May 11, 2010

Tourism is a large factor in Alaska. According to the Fairbanks Daily News-Miner in the article "Senator Mark Begich promotes Alaska tourism," tourism brings in about $2 billion for Alaska each year. In the Summer I work in Valdez as a crew member for a wildlife and glacier cruise company. I have been working for the same company for the past 5 years, so the impact tourism has had on my employed life is quite large. The article discusses that with the economic decline, tourism is suffering a slide of it's own. To help resolve the problem, according to the article, Senator Mark Begich has introduced a bill. Within the article it is stated that "The Travel Regional Investment Partnership Act would allow the Department of Commerce to create a competitive matching grant program that would award marketing money to hot spots such as resorts and parks." This is good news for hot spots within Alaska, but what about smaller rural areas that still depend on tourism, but are not popular enough to meet the bill's standards? I do think this is a step forward, but I still believe more needs to be done in order to maintain a solid tourism structure throughout all of Alaska.
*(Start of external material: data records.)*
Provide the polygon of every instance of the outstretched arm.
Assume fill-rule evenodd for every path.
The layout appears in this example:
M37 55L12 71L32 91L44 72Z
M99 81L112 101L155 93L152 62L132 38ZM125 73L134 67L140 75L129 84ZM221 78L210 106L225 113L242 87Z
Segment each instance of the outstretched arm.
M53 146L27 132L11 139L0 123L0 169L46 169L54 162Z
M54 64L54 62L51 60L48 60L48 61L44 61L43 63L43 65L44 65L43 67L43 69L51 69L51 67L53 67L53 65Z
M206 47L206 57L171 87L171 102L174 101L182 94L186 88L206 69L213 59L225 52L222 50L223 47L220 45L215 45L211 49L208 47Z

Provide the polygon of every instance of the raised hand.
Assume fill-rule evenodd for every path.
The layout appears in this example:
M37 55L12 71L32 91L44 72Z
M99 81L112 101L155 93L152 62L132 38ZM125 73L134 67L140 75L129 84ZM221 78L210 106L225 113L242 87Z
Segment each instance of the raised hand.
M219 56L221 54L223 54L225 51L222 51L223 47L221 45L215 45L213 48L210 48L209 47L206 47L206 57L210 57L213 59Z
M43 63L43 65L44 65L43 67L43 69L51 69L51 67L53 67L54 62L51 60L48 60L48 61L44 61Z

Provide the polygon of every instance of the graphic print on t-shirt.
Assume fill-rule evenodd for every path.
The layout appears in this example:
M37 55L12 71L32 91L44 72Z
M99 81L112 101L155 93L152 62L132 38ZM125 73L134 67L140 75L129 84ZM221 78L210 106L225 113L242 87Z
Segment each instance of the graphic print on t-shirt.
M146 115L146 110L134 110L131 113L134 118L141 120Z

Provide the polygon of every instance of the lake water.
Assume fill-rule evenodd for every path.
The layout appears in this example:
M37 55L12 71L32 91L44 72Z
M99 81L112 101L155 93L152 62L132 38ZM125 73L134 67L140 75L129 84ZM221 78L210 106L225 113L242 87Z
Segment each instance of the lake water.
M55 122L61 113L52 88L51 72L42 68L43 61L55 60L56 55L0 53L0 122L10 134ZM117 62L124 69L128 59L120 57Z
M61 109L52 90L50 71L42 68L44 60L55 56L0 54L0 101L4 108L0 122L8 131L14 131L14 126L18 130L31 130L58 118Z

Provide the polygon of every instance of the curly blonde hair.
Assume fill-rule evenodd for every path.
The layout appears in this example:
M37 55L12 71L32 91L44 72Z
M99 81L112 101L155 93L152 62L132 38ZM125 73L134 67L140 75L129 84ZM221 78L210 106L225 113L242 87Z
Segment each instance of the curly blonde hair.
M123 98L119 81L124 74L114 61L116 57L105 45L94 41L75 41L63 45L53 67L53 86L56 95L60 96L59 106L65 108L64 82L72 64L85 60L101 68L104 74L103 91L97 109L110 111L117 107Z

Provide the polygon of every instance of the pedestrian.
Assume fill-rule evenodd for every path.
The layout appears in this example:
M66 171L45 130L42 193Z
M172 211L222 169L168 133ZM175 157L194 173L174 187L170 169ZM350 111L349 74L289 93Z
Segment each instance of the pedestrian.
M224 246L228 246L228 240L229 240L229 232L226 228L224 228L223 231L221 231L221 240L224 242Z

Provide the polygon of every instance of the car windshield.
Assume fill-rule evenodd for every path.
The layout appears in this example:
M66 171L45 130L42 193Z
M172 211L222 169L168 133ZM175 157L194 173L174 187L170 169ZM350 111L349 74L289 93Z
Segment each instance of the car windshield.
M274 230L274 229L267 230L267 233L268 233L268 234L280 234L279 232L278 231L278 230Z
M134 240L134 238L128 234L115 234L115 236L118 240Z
Although it might be vague in the ways that it applies, I think that the conflict theory could be a factor in the decline of tourism. Tourism is competitive in that it usually consists of companies that offer the same or similar services. For example, there is much competition in the cruise industry. In Prince William Sound alone, there over five companies that offer glacier and wildlife tours within the three larger communities (Valdez, Cordova, and Whittier), and this does not even include the gargantuan cruise companies that enter the area (i.e. princess tours, and holland america). With the money given to the areas considered hot spots, I believe the less successful areas will begin to fall at the hands of those companies that do receive money from the Travel Regional Investment Partnership Act.